Do you have a business partner? Any interesting stories there?

I have several partners, but the one that I work with most these days is Konrad Sanders from Creative Copywriter. I actually met him while we were both meeting someone else (an influencer who was visiting London). Konrad is a very driven entrepreneur who is ridiculously talented and has an amazing work ethic. We always joke that we both tend to end up on the same expert lists together, which helps us both to realize what a great influence we can have on each other’s business. Working with other experts that influences your market can really be beneficial for business because you’re bringing the absolute best experience for your customers. And at the end of the day, that is what really matters. If my clients are happy, I’m happy.

And what do you think gives you the competitive edge to other businesses similar to yours?

I think the fact that my agency has its own platform really does make us the preferred choice for customers. We know exactly what we are doing, we know how to deliver social media ROI, we are focused on results and other agencies even look at us for expert advice and knowledge.
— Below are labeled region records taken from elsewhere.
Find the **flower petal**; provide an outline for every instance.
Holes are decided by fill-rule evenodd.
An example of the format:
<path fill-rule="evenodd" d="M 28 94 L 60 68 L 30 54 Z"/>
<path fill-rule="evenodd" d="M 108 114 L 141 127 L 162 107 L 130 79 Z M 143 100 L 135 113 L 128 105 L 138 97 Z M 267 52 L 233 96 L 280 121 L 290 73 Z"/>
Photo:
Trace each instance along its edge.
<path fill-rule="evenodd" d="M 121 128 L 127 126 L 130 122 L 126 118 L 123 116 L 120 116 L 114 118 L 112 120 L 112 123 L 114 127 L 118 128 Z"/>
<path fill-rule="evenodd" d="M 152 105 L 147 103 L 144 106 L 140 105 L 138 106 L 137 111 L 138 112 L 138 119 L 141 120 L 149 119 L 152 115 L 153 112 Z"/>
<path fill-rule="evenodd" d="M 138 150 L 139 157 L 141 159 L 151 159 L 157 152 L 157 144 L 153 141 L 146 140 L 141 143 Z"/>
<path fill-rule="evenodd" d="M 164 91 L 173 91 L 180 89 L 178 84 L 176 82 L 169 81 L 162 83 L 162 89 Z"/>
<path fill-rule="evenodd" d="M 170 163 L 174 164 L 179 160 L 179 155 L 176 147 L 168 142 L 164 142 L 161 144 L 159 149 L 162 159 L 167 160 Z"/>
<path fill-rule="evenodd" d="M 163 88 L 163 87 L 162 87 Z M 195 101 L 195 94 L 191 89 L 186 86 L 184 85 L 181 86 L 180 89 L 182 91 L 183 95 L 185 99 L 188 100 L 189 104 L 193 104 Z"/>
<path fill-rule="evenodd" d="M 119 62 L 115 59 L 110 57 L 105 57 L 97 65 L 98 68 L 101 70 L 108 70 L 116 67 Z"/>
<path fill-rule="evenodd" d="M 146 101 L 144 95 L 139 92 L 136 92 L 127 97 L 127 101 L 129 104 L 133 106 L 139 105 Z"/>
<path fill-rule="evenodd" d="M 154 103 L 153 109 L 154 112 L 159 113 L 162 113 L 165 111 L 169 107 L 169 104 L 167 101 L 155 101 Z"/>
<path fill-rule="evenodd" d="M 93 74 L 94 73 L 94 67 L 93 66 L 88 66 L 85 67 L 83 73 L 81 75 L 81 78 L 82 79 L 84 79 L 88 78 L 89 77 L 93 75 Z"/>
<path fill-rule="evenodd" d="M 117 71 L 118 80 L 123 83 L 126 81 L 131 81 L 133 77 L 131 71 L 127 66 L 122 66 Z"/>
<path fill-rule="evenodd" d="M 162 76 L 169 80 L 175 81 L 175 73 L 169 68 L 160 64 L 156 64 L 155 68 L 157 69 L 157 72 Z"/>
We’re also rolling out our platform to help other agencies run their social media business. So this keeps us on our toes and committed to the art of professional social media management itself.

You mentioned earlier embracing your failures. Can you tell us about any difficulties in starting up your business and how you overcame them?

Yes, there were definitely difficulties. I think for me it was branding. I changed my site a few times before settling for the current format. It was pretty much a journey of self-discovery. It’s hard to find your feet when you’re first starting, and that includes finding your identity. I had to let my target market and clients define or tell me how they viewed me. And after careful observation and feedback and testimonials, I discovered that the words ‘professional’ and ‘creative’ tended to come up again and again. And I almost instantly knew – that was my brand. I was a creative professional. And my website had to reflect that. As up to this point, I’ve done everything myself – create my own website, my own designs, my own branding. It was tough, incredibly challenging and draining. But I had to persevere because if I didn’t do it, no one was going to do it for me!

Finally what is your goal or vision for the company in the next few years?

My vision for my social media management platform for my clients is for better service and ROI. As for my platform subscribers, my vision is to make their lives easier, more manageable and profitable. Because social media management, done right, is no easy feat! It takes up a lot of time and energy. More than people think. So I hope it will help other social media managers to achieve more in less time and money.

In terms of long term goals, I hope my business will not only help other social media managers manage better, but also to inspire them to innovate and really change the way we do social media marketing as a whole. Really putting the emphasis of relationships back into businesses and as a result, creating thriving businesses that not only help each other, but also create customers… that create more customers.